SPDR Gold Shares (New York Stock Exchange Arca),
"The "SPDR" trademark is used under license from The McGraw-Hill Companies, Inc. ("McGraw-Hill"). No financial product offered by SPDR" Gold Trust, or its affiliates is sponsored, endorsed, sold or promoted by McGraw-Hill."
"Note: This document is for information purposes only and is subject to change without notice. No part of this document may be reproduced in any manner without the written permission of SPDR Gold Shares spdrgoldshares@ssga.com. Under no circumstances should it be used or considered as an offer to sell or a solicitation of any offer to buy the securities or other instruments mentioned in it"
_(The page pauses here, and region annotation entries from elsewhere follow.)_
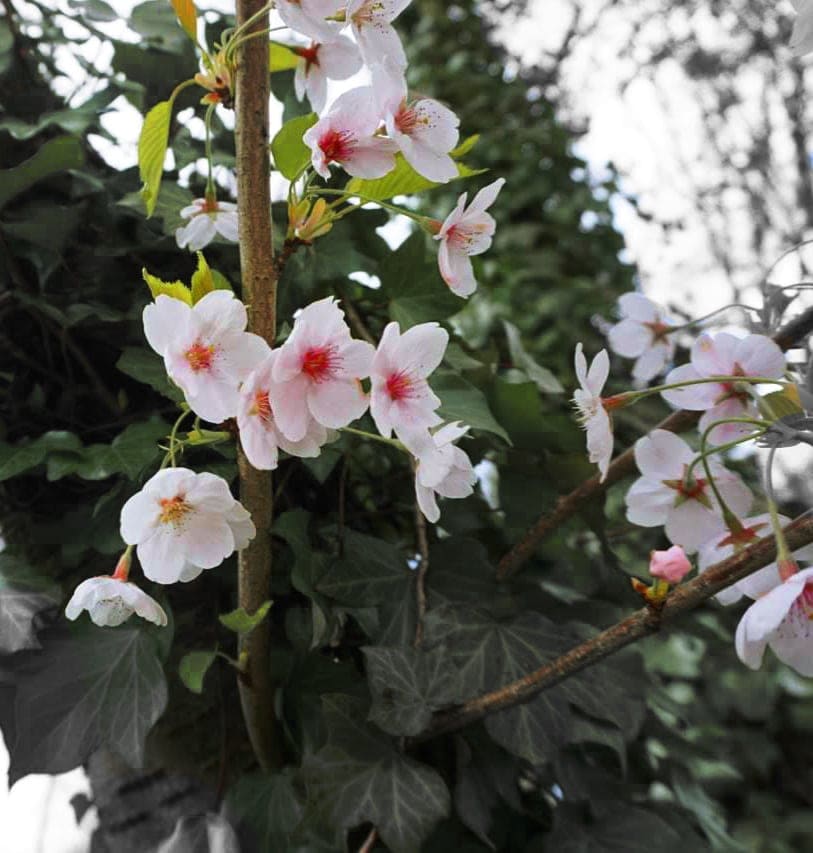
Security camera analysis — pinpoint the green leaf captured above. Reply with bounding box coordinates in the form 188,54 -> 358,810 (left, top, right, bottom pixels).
138,101 -> 172,217
0,136 -> 85,208
305,695 -> 450,853
6,620 -> 167,784
268,41 -> 299,74
178,652 -> 217,693
218,601 -> 272,634
271,113 -> 319,181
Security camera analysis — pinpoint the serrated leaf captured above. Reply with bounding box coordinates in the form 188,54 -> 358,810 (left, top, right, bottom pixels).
268,41 -> 299,74
178,652 -> 217,693
138,101 -> 172,217
7,622 -> 167,784
218,601 -> 273,634
170,0 -> 198,43
271,113 -> 319,181
305,695 -> 450,853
"Note: SPDR Gold Shares does not represent that this information is accurate or complete and it should not be relied upon as such. SPDR Gold Shares is not responsible for any loss, damage, expense or claim, howsoever arising, suffered as a result of reliance on the data contained within this file."
"Note: On dates where the LBMA Gold Price is not published the most recently available LBMA Gold Price is used."
"*Note: Since March 20, 2015, the Trust has been using the LBMA Gold Price PM as the price of gold in determining the value of the Trust's gold. Before that date, the Trust used the London PM Fix, which was discontinued on March 19, 2015. All references to LBMA gold price have been provided for informational purposes only. ICE benchmark administration limited accepts no liability or responsibility for the accuracy of the prices or the underlying product to which the prices may be referenced."